Grow where you are planted
As difficult as it may be for some to believe, this is a statement I can agree with. It is/was an LDS statement originally said by David O. McKay**. From my understanding, it was meant to encourage Mormons not to feel as if they had to “move back to Utah”.
My own ancestors flouted this doctrine, but it was common prior to David O. McKay becoming President of the LDS church. A person might convert to the Mormon faith, and then attempt to move to Utah, Idaho or Alberta. It’s part of the reason many people came to Utah from the British isles and Scandinavian countries.
I think there is an element of choice and control over where one is employed, where one lives, what career one chooses. And yet, those elements are not always present, not completely. A person may want to live in a particular geographic location, like San Francisco or New York City – but there are all sorts of advantages and disadvantages to those communities. The cost of living in San Francisco is very high. Finding a job that can support you and/or your family can be challenging. I know people who would love to live in either place, if circumstances allowed. A person might want to work in a particular field, but there may not be the ability or demand for that skill set in that particular location.
I live in a mid-sized mid-western city. I have some ambivalence about where I live. My state is a more conservative state. At times, legislation is passed with which I vehemently disagree. It’s true, I could move to another state. That would involve a lot of logistics; selling my house, finding another job, moving expenses, finding another school for my kids. That’s not including all the nice to haves in my community: my friends here, a network of doctors and dentists, babysitters, neighbors and family.
All of this is to say, while there is some element of choice in location, there isn’t always the ability to easily move or change locations (and jobs or careers).
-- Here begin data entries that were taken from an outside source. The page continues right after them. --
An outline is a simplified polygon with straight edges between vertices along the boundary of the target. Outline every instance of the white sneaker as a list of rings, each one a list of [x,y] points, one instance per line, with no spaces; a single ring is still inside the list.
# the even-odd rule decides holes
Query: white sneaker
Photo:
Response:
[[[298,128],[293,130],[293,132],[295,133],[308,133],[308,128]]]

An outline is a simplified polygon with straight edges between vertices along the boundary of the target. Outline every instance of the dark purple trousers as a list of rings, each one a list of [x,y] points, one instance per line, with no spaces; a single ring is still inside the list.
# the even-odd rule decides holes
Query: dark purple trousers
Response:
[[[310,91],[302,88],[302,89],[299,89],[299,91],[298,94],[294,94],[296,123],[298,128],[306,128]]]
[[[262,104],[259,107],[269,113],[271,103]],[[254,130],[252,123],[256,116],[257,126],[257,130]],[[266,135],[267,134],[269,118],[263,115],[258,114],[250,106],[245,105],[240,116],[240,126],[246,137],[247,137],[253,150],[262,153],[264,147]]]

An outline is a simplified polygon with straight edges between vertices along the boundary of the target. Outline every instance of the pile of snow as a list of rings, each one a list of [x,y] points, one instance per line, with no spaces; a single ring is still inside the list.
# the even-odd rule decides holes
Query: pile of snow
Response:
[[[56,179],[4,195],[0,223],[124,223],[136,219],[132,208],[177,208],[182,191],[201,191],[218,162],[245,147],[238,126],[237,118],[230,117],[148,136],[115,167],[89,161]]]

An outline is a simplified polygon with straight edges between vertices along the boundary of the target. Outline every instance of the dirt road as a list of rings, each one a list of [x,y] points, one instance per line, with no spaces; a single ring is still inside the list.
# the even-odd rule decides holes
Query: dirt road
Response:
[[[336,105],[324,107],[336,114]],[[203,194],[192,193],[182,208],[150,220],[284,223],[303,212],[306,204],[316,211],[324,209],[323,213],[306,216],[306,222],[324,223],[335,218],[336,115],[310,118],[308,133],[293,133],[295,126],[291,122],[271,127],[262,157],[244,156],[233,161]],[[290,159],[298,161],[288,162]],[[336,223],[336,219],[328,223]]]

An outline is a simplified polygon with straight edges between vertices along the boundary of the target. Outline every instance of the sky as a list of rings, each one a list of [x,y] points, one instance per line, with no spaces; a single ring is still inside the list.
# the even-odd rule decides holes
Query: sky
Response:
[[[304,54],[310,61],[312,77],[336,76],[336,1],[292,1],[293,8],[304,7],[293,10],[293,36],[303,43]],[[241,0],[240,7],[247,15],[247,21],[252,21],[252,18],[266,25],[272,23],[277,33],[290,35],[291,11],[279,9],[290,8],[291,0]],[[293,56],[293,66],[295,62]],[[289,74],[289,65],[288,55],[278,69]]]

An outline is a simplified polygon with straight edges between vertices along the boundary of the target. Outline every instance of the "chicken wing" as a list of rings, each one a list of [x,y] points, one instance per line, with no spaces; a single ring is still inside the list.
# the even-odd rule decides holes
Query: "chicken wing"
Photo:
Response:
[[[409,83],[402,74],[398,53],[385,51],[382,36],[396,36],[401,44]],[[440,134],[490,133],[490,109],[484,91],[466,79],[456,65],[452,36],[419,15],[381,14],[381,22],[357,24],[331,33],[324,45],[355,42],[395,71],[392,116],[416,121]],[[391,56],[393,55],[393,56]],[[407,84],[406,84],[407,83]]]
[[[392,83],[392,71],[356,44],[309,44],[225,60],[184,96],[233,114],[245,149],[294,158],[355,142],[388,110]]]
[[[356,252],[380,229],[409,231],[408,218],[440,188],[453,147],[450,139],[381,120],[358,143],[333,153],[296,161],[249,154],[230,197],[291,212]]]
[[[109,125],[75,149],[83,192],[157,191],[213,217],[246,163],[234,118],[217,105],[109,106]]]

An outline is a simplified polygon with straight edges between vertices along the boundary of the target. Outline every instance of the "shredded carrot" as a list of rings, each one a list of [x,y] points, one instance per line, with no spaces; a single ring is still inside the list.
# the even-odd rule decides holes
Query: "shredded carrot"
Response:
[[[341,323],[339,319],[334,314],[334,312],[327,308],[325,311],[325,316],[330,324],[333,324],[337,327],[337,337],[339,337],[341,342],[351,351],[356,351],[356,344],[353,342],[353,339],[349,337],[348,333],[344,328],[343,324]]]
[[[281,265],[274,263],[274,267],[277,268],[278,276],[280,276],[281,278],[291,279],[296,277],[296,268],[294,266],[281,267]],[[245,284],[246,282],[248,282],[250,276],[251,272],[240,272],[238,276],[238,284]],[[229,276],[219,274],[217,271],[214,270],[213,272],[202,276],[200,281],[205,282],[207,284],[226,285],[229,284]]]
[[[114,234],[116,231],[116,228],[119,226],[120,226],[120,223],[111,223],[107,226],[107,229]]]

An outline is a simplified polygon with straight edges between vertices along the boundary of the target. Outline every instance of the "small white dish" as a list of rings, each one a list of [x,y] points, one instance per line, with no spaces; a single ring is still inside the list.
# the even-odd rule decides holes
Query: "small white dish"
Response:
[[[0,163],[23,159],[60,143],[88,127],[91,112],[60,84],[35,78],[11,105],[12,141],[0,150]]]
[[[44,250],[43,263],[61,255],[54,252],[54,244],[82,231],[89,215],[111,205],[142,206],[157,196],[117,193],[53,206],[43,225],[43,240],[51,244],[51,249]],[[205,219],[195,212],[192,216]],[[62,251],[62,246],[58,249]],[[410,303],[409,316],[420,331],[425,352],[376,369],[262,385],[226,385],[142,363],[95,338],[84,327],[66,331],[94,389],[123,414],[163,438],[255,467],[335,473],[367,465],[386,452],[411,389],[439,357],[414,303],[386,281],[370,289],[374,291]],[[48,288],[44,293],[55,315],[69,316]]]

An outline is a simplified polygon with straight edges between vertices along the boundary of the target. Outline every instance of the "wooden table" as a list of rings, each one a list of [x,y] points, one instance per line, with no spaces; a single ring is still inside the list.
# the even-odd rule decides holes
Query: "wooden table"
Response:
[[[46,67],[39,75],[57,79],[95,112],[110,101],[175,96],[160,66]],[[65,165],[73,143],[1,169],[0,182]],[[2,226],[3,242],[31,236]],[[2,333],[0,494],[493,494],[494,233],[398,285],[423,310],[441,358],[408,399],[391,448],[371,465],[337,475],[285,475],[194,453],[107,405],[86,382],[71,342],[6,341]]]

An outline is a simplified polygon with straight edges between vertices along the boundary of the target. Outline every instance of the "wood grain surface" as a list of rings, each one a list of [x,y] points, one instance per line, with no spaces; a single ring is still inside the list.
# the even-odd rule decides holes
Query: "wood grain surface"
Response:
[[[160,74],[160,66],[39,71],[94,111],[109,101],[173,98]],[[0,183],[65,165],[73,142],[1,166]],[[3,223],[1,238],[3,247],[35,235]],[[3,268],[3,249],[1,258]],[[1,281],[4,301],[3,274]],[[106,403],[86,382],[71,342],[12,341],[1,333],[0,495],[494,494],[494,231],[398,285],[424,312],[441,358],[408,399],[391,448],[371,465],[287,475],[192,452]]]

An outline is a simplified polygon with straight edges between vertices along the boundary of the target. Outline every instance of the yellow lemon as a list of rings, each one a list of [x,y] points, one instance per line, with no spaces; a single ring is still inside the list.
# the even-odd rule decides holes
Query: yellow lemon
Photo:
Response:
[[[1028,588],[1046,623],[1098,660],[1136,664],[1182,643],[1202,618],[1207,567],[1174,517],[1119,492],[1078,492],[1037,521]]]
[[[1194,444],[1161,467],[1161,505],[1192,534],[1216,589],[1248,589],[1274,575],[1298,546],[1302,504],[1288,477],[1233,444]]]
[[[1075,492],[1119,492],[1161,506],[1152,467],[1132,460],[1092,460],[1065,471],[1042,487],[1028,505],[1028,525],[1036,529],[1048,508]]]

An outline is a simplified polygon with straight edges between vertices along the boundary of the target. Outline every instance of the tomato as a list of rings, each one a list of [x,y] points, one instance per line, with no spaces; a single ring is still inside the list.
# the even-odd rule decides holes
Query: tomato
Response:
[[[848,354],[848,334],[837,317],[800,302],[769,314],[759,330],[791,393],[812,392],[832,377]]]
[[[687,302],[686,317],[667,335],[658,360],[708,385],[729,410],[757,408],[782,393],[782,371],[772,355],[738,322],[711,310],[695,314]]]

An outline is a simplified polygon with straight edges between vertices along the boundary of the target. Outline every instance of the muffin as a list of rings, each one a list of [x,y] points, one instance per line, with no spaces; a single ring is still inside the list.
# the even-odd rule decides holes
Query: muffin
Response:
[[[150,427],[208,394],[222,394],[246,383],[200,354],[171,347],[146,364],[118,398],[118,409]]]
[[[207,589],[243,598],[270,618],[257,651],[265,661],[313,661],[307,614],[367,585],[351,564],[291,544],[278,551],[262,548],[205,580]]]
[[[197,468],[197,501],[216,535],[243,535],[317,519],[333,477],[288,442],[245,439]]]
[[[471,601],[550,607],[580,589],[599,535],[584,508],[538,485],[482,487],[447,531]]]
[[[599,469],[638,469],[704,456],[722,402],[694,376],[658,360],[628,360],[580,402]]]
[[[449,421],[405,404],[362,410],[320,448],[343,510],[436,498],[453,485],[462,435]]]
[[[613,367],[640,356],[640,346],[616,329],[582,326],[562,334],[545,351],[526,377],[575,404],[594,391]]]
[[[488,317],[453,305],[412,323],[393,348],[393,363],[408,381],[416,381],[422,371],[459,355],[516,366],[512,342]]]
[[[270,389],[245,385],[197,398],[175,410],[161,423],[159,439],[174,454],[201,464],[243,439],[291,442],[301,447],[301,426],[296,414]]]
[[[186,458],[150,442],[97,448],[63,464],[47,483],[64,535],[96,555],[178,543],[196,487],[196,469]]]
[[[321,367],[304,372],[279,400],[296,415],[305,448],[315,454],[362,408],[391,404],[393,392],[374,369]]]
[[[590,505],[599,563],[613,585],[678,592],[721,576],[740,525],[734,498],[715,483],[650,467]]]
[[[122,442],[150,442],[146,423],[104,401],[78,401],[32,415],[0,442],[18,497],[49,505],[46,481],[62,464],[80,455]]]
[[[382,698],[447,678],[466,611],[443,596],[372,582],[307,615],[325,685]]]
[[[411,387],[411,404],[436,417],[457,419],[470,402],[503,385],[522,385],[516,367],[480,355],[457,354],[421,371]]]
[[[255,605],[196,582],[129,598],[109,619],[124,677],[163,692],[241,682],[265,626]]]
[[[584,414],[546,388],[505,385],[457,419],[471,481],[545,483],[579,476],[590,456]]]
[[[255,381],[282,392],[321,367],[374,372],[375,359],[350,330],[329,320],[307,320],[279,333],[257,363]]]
My current location isn’t perfect, but it’s good, it is good enough. I can be a voice for change exactly where I am. I’m not sure another location wouldn’t have similar advantages and disadvantages. I don’t have to agree with legislation passed in the state legislature, I can protest against the legislation and freely campaign for the opposition.
I am drawn to the notion of making the most of any situation in which I find myself. I think it’s a worthwhile concept. I embrace the idea of living among people with whom I may disagree religiously or politically. We can disagree without being disagreeable.
This concept is not unique to Mormonism. Each religion seems to be made up of common sense philosophies that are shared that may or may not be unique to that religion or faith. Just because I no longer identify as an active Mormon, doesn’t mean that there aren’t philosophies that some Mormons believe that I agree with.
**Or, I was told David O. McKay said it, but I can’t find the exact quote. David O. McKay is rumored to have coined this phrase. It may be included in David O. McKay and the Rise of Modern Mormonism but I can’t confirm that.